A Certificate Signing Request header looks like the following:
-----BEGIN CERTIFICATE REQUEST-----
and the footer looks like:
-----END CERTIFICATE REQUEST-----
Certificate Signing Request data and contents
|Country Name||2 letter code||US|
|State or Province Name||Full name||Virginia|
|Organization Name||Company||Example Company|
|Organizational Unit Name||Section/Department||Information Technology|
|Common Name||server FQDN or YOUR name||example.com|
|Email Address||contact email firstname.lastname@example.org|
|Company Name||Optional||Example Company|
|Public Key||Auto generated||auto generated public key|
Note that the Certificate Signing Request Common Name will be an FQDN for an SSL server certificate, a human name for a personal client certificate, or an application name for an application client certificate.
How to generate or create a Certificate Signing Request (CSR)
openssl req -newkey rsa:4096 -keyout key.pem -out req.pem -nodes
Note that -nodes means your private key will be plain text. Also, note that the key size specified in rsa:4096 must be at least 2048 to be secure.
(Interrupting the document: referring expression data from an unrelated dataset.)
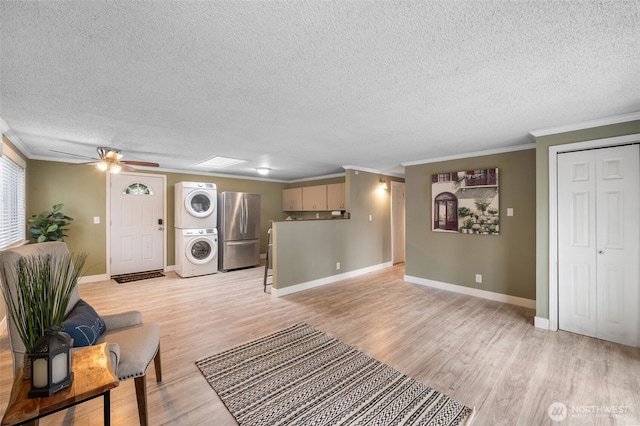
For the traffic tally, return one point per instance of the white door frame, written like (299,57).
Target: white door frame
(553,210)
(395,186)
(164,212)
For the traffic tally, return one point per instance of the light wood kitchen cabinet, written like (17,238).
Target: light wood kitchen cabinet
(292,199)
(335,196)
(314,198)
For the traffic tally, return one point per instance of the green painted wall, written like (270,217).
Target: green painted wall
(542,197)
(82,189)
(506,261)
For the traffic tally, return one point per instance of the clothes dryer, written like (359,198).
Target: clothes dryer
(196,252)
(195,205)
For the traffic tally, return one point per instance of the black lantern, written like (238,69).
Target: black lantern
(50,363)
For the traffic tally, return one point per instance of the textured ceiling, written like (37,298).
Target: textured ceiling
(307,87)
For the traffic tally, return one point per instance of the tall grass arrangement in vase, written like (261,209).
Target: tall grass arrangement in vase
(42,291)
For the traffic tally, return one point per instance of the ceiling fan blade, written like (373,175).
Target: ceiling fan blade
(74,155)
(139,163)
(113,155)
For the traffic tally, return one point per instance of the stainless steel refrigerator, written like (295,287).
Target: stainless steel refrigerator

While 2048 is deemed secure, we recommend going ahead with 4096 key size.
If you prefer to use the Java keytool over openssl, see our article on generating a CSR with the Java keytool.
A few Certification Authorities to send your CSR to (in no particular order):
- The SSL Store
- Alternatively, make use of the Automated Certificate Management Environment (ACME) and use Let’s Encrypt to automate your certificate request process.